The former head of Carillion has hit back at the findings of a parliamentary inquiry into the company’s collapse.
Richard Howson, former chief executive of the firm, contested claims made in a report by the Work and Pensions Committee and Business, Energy and Industrial Strategy (BEIS) Committee as part of their joint inquiry into why the firm failed.
As well as accusing the inquiry of having “omitted or ignored” significant evidence in the company's favour, Howson criticised the government for the way it procured services and managed contracts and said this contributed to the company's downfall.
In a letter responding to an invitation by the inquiry to comment on the report, Howson said any analysis into the collapse of Carillion was “not complete without looking at the way in which government and the wider public sector procured services… and failed to administer pay”.
Howson said government had “completely underestimated” the size of the estate while tendering the National Offender Management Service contract, which ended up being 60% larger in terms of the number of assets, and left Carillion reliant on change mechanisms in the contract to pay for work done. “Carillion did this and bore the significant additional costs as a result.

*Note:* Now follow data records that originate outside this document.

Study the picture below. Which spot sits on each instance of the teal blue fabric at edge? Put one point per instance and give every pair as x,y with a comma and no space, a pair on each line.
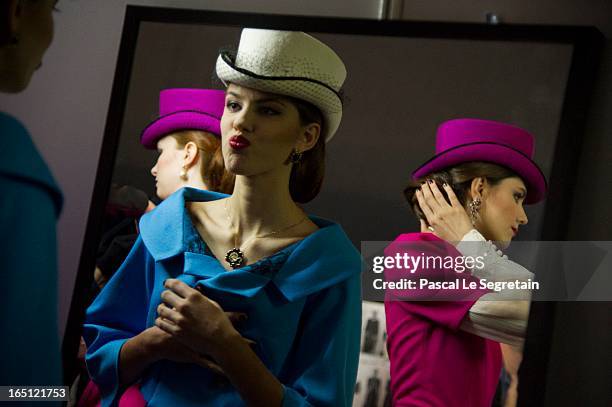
304,315
30,202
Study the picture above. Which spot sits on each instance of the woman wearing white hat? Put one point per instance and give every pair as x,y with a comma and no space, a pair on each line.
295,278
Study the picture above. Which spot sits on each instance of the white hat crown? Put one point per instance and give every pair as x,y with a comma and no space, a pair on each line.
289,63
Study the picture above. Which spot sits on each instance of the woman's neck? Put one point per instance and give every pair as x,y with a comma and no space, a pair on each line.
262,203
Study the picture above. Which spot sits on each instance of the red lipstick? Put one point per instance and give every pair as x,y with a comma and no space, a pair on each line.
239,142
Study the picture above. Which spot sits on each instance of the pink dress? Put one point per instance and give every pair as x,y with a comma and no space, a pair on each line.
433,363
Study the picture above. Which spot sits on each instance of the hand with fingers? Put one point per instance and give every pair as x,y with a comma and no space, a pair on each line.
168,347
195,320
447,220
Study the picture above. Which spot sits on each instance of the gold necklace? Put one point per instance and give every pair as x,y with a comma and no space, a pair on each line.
235,256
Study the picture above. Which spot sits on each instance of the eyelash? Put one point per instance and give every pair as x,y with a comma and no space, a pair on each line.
233,106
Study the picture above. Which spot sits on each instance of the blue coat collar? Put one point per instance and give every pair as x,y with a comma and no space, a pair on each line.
322,259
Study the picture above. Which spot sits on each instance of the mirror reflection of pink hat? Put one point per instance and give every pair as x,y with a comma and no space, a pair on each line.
464,140
185,109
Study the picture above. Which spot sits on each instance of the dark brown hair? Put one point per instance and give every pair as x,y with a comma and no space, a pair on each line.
307,175
213,167
460,179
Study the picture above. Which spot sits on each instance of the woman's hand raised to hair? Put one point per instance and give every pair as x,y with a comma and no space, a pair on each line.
450,222
194,320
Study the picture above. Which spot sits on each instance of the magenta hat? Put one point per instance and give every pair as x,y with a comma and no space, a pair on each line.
185,109
464,140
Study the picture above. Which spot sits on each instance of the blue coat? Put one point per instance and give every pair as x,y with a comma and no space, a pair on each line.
303,304
30,203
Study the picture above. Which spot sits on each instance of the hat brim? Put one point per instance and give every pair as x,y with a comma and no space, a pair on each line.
320,95
179,121
494,153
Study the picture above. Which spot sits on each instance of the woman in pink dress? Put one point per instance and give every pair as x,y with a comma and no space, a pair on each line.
445,333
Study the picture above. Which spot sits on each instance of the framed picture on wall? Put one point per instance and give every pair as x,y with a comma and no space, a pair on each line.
404,79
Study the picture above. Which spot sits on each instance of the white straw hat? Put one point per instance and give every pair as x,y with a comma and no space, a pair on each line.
289,63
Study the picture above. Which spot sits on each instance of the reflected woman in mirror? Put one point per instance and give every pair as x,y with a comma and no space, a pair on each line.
187,136
444,344
30,203
243,300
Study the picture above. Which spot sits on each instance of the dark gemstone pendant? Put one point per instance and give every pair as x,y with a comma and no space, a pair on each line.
234,257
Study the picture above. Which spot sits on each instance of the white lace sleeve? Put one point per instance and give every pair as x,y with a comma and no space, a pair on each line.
497,266
498,315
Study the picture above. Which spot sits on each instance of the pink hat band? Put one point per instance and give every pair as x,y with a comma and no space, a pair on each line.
464,140
185,109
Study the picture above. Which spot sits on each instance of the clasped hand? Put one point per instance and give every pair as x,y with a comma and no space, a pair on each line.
195,326
449,222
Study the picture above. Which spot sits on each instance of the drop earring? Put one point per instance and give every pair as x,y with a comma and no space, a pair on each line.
295,156
474,207
183,174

Despite the fact that Carillion was not being paid for this additional work, it continued to deliver the daily services and pay its own suppliers as it should,” he said.

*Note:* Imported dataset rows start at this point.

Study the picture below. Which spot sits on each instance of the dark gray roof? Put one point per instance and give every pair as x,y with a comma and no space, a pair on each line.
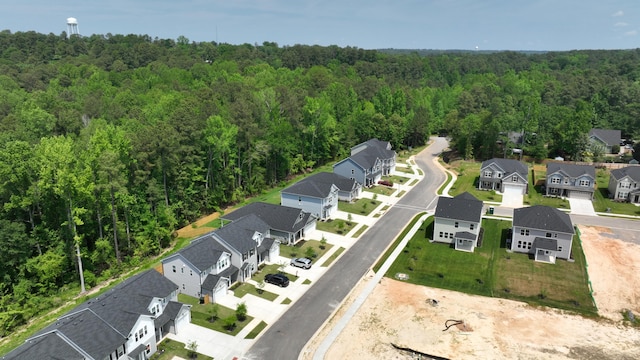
112,315
573,170
80,327
212,280
464,207
311,186
378,148
509,166
607,136
465,235
543,218
365,159
239,234
631,171
170,312
545,243
49,346
202,252
283,218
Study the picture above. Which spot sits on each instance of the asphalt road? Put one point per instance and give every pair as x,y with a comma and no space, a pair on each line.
286,338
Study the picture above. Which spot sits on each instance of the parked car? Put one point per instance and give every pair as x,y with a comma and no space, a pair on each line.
277,279
304,263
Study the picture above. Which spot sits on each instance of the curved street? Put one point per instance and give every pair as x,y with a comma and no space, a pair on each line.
286,338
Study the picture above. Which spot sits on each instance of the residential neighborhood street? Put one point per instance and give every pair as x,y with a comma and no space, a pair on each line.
286,338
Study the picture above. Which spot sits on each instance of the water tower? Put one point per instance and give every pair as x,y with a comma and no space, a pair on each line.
72,26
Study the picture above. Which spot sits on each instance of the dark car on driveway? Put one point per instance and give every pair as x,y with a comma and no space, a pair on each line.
304,263
277,279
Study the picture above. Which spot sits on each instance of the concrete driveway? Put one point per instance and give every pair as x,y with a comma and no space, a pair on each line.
581,207
512,197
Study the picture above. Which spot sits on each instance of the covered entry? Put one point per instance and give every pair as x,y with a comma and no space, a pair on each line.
545,250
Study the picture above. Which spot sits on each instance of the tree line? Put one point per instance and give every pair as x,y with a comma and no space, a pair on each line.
109,143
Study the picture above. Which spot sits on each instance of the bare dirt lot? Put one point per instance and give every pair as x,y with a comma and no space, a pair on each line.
399,313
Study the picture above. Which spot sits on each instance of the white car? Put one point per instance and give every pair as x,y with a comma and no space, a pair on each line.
301,262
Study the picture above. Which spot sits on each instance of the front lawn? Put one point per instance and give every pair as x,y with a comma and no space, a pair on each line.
491,271
337,226
361,206
201,315
301,249
169,349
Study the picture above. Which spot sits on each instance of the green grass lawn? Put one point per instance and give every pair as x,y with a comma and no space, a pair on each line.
467,181
333,257
396,179
601,201
301,249
381,189
337,226
201,315
363,206
174,348
489,270
246,288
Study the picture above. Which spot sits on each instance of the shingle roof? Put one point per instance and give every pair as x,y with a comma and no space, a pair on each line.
631,171
202,252
310,187
283,218
545,243
50,346
80,327
543,218
212,280
609,137
239,234
463,207
378,148
509,166
573,170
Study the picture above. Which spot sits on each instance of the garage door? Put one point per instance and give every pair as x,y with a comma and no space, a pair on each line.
513,189
585,195
219,292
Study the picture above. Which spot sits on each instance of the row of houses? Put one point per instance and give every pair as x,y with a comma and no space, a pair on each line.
129,320
542,231
562,179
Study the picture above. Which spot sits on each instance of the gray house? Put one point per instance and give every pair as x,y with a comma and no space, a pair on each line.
126,322
570,180
288,225
457,221
543,231
313,195
624,184
369,161
504,175
211,263
606,137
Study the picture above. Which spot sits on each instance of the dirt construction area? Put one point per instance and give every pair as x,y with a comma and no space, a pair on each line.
402,314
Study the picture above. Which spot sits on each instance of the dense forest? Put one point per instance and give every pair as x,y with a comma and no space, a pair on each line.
109,143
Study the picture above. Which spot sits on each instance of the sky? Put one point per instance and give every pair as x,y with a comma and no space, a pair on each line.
554,25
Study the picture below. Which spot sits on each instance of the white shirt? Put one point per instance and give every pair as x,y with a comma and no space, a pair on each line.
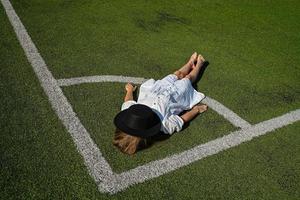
167,98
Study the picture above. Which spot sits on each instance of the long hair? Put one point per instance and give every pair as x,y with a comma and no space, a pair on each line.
127,143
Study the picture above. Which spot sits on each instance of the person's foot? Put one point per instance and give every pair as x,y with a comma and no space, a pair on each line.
200,61
201,108
193,60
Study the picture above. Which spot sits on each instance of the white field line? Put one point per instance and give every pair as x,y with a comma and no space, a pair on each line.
228,114
98,167
97,79
168,164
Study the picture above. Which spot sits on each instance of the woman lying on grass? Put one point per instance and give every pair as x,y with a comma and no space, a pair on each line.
158,107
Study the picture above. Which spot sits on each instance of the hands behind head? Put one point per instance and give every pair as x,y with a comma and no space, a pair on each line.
200,108
129,87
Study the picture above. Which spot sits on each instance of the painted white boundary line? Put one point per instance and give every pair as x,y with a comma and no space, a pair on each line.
160,167
99,169
228,114
97,79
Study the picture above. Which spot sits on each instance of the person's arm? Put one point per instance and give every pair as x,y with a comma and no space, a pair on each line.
188,116
129,92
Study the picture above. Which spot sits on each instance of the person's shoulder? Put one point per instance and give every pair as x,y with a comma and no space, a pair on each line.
127,104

Howson also blamed government for issues around late payment, and said payment problems started “at the top”. He said government was right to mandate 30-day payment terms but it should be prepared to make its monthly payment applications “holistically” to allow “all parties in the supply chain” to be paid on time.

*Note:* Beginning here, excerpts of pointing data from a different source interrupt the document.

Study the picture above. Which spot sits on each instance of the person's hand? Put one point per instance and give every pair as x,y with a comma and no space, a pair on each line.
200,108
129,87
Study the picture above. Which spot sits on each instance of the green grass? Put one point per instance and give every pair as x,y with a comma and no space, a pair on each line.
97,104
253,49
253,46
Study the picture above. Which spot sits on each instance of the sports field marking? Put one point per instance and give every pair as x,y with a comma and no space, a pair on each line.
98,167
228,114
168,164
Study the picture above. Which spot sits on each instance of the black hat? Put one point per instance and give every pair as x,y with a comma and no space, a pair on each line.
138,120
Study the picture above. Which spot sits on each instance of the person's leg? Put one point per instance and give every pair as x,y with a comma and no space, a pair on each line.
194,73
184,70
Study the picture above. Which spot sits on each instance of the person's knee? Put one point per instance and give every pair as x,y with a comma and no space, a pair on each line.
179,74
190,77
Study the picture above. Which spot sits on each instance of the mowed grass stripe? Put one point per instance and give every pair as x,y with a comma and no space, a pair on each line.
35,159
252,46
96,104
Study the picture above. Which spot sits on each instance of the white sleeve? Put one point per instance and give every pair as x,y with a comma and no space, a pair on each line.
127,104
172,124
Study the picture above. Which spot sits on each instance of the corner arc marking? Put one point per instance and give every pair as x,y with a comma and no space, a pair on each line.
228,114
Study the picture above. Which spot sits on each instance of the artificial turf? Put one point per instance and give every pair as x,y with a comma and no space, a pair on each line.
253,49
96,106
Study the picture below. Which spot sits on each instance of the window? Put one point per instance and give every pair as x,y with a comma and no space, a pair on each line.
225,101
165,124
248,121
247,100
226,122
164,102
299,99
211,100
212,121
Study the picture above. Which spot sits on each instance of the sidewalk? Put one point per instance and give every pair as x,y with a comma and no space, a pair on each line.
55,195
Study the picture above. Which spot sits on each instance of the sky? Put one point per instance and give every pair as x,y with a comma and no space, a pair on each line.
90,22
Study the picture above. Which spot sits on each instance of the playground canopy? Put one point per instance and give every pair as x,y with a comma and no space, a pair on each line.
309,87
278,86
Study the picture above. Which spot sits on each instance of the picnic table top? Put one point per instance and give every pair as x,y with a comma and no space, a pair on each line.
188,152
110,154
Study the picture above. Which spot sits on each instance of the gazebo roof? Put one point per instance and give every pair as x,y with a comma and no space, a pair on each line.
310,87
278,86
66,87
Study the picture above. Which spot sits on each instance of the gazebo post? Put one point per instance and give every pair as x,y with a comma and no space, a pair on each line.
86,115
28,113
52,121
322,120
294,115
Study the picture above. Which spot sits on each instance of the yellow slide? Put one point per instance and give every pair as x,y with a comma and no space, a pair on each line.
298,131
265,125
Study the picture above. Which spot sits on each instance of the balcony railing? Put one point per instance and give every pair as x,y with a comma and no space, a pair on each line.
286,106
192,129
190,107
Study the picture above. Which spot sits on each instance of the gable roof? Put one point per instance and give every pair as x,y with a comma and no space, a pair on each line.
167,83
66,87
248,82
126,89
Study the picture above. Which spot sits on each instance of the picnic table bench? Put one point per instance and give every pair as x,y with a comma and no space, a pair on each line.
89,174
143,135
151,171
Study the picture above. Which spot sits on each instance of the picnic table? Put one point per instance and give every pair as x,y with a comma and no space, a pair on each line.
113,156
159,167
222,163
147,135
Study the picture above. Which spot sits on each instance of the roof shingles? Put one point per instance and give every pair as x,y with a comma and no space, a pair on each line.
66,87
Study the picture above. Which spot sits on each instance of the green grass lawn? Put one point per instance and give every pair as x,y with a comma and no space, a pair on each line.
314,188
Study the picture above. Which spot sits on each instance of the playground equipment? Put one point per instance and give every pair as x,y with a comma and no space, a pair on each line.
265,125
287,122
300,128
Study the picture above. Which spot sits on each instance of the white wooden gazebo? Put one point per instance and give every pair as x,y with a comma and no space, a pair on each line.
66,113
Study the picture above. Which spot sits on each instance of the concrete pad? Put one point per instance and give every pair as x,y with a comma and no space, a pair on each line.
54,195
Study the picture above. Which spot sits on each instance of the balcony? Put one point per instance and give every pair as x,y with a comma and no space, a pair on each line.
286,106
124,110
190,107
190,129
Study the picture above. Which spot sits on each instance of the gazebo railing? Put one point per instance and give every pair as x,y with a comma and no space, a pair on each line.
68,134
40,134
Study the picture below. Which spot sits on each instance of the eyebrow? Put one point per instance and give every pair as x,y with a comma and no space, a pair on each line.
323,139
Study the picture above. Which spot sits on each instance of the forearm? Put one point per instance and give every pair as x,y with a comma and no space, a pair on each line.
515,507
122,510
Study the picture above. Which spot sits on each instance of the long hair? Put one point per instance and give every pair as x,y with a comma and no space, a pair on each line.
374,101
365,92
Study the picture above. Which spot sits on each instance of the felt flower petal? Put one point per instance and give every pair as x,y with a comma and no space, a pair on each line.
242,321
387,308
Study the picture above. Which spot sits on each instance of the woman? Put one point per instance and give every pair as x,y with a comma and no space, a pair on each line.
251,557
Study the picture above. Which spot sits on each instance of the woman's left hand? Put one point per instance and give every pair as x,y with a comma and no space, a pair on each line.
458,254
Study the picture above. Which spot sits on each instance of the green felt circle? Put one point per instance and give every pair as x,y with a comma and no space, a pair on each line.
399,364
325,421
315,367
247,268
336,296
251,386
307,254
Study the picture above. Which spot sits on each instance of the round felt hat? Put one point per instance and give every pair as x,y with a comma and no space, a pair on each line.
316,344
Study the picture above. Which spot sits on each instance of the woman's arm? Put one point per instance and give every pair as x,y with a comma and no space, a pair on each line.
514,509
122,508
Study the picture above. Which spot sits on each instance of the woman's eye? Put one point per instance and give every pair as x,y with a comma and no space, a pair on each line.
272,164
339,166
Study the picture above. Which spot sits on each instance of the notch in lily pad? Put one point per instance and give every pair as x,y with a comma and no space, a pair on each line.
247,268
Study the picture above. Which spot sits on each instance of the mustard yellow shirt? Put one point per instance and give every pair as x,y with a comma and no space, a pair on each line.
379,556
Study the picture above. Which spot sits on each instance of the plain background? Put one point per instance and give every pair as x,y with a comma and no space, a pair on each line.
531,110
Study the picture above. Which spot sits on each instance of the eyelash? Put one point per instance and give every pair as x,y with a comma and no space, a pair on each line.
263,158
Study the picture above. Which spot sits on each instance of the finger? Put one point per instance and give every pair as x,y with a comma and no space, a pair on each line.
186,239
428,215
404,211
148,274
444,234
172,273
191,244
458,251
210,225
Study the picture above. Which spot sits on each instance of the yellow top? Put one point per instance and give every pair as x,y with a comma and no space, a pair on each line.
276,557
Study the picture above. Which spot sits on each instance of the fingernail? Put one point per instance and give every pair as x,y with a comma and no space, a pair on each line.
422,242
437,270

“Hiding behind spurious disputes around scope, changed or varied works, eligibility for legitimate additional costs or punitive levying of performance penalties, and therefore effectively using its supply chain as a bank, is not acceptable,” he said, adding: “Be under no illusion that this problem starts at the top.”
During its time trading, and subsequently in various inquiries, Carillion was criticised for being a notorious late payer and for using its supplier base as a source of credit.
Hawson also denied claims in the report that the company’s early payment facility (EFP) charged suppliers for early payment. “EPF allowed suppliers to choose when they took payments on approved invoices, which they could do at no cost to themselves on 30 days on government contracts and on 45 days on non-government contracts,” he said. The quoted 120-day payment time was the time contractually agreed to pay EFP partner banks, and not suppliers, he added.
Howson’s letter was published by the joint inquiry alongside other replies received via requests for comment on the report. Former finance director Richard Adam, former interim chief executive Keith Cochrane and former non-executive chairman Philip Green all sent short responses stating a general disagreement with the report’s findings, but none elaborated, citing potential conflicts with other ongoing investigations.
Also published was the response of Bill Michael, chairman and senior partner of KPMG, who contested the report’s characterisation of the auditing firm as being “complacent”. While all the big four auditors worked with Carillion at one point, KPMG was its auditor for 19 years and was criticised in the report as being too close to the company. He added it did not “automatically mean the auditor did a bad job” if a company failed after being issued a clean, unqualified audit, as Carillion did.
Michael also hit back at calls by the inquiry for the competition watchdog to intervene in the auditing market. “We do not share the view that changing the audit market structure is the key to driving up quality but we will, of course, take part in any debate on these complex issues,” he said.